While in college I had the opportunity to attend a panel discussion of communication theorists featuring Marshall McLuhan and Walter Ong. To jog your memory, Marshall McLuhan is the guy who said “The medium is the massage,” i.e., each medium produces a different “massage” or “effect” on the human sensorium (the place in the human brain to which impressions from the external world are conveyed and perceived). He also had a cameo role in Woody Allen’s “Annie Hall.”
So enough with the background … Assuming social media is not a “medium” by rather an aggregation of community conversation mostly viewed on personal/individual communication devices, (e.g. computer screens, cell phone screens, portable notebook screens, etc.); often having a different format, (e.g. Facebook page, Twitter tweet, YouTube video); how do the various channels of social media affect (massage) the way the world is perceived (observed; recognized; understood; felt; sensed; realized; etc.), and what does that mean for us as marketers?

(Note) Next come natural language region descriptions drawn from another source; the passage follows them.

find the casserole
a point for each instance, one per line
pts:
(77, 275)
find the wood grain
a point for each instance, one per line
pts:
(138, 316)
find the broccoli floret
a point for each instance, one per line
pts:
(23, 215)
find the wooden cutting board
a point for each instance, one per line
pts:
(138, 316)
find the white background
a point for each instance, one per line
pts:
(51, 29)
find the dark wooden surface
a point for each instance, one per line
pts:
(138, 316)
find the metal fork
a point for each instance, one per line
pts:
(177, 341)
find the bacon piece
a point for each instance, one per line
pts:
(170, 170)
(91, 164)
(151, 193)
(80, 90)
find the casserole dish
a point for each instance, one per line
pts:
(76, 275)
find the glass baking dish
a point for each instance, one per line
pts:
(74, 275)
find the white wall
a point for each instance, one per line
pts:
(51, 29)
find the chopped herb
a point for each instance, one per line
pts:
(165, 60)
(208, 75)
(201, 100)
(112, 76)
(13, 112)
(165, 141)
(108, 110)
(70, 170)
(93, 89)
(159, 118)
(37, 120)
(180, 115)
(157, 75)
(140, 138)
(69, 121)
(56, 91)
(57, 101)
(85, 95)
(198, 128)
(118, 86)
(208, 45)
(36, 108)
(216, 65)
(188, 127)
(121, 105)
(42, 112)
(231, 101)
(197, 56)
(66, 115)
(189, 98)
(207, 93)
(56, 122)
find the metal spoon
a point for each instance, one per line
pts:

I am not talking about the significant body of work saying increased viewing of computer screens leads to obesity and bad backs. Having a bad back or being obese may have an effect on how I view the world, but that is not what I am interested it. I’m interested in how social media impacts the way the world “shows up” for people, and how that dictates/affects their behavior in it.

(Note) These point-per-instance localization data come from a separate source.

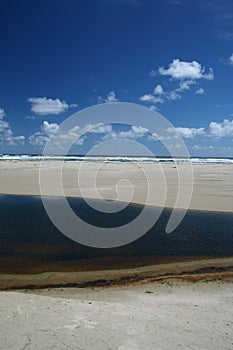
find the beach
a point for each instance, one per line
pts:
(170, 315)
(185, 303)
(212, 186)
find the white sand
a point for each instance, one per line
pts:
(171, 316)
(174, 316)
(213, 183)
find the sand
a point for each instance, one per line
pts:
(156, 316)
(148, 315)
(212, 186)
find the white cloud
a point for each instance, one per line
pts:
(99, 128)
(185, 85)
(38, 139)
(44, 106)
(49, 128)
(7, 137)
(201, 147)
(224, 129)
(230, 60)
(75, 135)
(200, 91)
(172, 96)
(111, 98)
(181, 70)
(134, 132)
(2, 113)
(32, 117)
(189, 133)
(153, 73)
(158, 90)
(151, 98)
(73, 105)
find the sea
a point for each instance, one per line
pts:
(30, 243)
(115, 159)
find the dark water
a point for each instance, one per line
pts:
(31, 243)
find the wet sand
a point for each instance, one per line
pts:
(212, 186)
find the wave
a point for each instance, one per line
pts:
(115, 159)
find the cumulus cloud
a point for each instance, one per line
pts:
(44, 106)
(172, 96)
(158, 90)
(75, 135)
(2, 113)
(111, 98)
(230, 60)
(189, 133)
(135, 132)
(181, 70)
(185, 85)
(151, 98)
(200, 91)
(49, 128)
(223, 129)
(7, 137)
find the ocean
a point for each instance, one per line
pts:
(115, 159)
(30, 243)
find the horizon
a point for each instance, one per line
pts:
(59, 58)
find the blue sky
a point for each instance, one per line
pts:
(174, 56)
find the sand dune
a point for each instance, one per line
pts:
(212, 186)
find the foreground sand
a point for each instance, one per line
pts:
(144, 317)
(213, 183)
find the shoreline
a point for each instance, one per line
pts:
(187, 271)
(212, 185)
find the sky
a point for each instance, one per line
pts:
(172, 56)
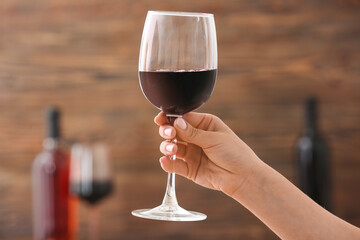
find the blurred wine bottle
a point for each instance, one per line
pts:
(313, 159)
(53, 206)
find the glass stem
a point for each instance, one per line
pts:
(170, 194)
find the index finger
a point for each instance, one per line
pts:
(161, 119)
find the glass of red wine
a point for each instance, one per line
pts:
(90, 179)
(177, 72)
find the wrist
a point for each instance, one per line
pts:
(251, 180)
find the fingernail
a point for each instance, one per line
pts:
(167, 132)
(180, 123)
(169, 147)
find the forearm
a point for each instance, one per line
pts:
(287, 211)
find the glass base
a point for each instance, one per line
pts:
(169, 213)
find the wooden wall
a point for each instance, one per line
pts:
(82, 56)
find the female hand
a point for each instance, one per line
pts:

This answer may be above my pay grade, so here are a few questions to begin the conversation:
- If most conversations using social media are a series of monologues, e.g. I talk, then you talk, then I talk, then you talk, without body language or interruptions, am I likely to shy away from actual physical contact during communication because the form/forum is less predictable and controlled, i.e. less safe?

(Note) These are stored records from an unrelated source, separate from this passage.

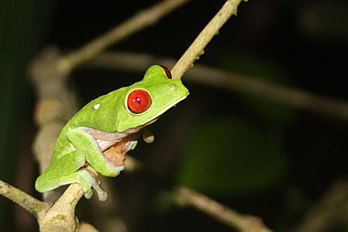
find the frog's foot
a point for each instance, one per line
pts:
(88, 181)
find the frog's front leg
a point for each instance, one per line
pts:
(54, 176)
(84, 142)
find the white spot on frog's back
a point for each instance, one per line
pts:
(96, 106)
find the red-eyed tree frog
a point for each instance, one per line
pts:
(97, 138)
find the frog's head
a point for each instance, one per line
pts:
(149, 98)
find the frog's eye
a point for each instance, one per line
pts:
(168, 73)
(138, 101)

- Will people begin to demonstrate an openness to the world because much of their personal information is already in play, so why not?
- Will the physical shopping experience become an exercise in frustration with its limited information (salesperson) and limited inventory (on the shelves), compared to online available information/discussion and inventory, and will most people move from the point of sale to the point of convenience?
- Will social media lead to an “Island” mentality where people can survive perfectly well with little or limited physical social contact?
I’m not quite sure what the answers are, but I am convinced social media will have a much greater impact on marketers then just the obvious buying and servicing online.